A Ontologia Aplicada agrega a ontologia como disciplina e a ontologia como artefato de forma a produzir uma representação que possibilite comunicação entre máquinas sem intervenção humana. Esse nível de comunicação não envolve apenas questões de padronização técnica, mas diz respeito a uma questão de caráter conceitual denominada “interoperabilidade semântica” (UKOLN, 2005). Para tornar operacional esse nível de comunicação e de automatização, é preciso manter “significados” uniformes, restritos a interpretações especificadas via axiomas em uma ontologia como artefato, para uso por máquinas (ALMEIDA; SOUZA; FONSECA, 2011).

O estudo da ontologia, de forma simples, busca responder às questões sobre objetos, ou de forma mais genérica, entidades: (i) Qual o modo de existência das entidades? (ii) Quais relações existem entre essas entidades? (iii) Como analisar a estrutura da realidade?

Por outro lado, como é amplamente sabido, a epistemologia reflete a relação entre um sujeito e o objeto de sua apreensão.
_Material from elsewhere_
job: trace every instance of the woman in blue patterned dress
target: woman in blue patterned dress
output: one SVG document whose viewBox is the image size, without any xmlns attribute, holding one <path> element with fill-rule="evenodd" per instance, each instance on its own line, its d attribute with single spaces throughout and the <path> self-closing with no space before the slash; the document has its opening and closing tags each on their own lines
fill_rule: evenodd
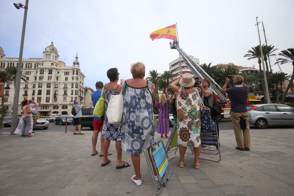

Dessa relação surgem respostas para perguntas um pouco diferentes, por exemplo: (i) Como sabemos o que outras pessoas querem dizer quando conversam conosco? (ii) Como sabemos que as declarações que fazemos sobre a realidade são verdadeiras? (iii) Como verificamos tais declarações? (HESSEN, 2003).

De fato, ao lidar com entidades do mundo para fins de classificação, é necessário entender a natureza dessas entidades, o que inclui abordagens ontológicas e epistêmicas (GUBA, 1990). Isso envolve, num primeiro momento, identificar entidades subjetivas e objetivas ao considerar pelo menos quatro sentidos possíveis (SEARLE, 2000):

a) o sentido ontológico-objetivo, por exemplo, montanhas, galáxias, pessoas etc.;

b) o sentido ontológico-subjetivo, por exemplo, dores, cócegas, coceiras;

c) o sentido epistêmico-objetivo, por exemplo, “Vicent Van Gogh morreu na França”;

d) sentido epistêmico-subjetivo, por exemplo, “Van Gogh pinta melhor do que Monet”.

No âmbito da prática clínica, a distinção ontologia-epistemologia pode ser explicada, de um lado, pela identificação das coisas (como os pacientes) e, por outro lado, pelo que as pessoas conhecem sobre as coisas (como os sinais identificados pelo médico após o exame físico [OGMS, 2019a]). Por exemplo, existe uma doença chamada daltonismo[8], em função da qual as cores vermelha e verde são trocadas. Ainda que o daltônico perceba o verde como vermelho em um sinal de trânsito, o verde no sinal de trânsito continua sendo verde.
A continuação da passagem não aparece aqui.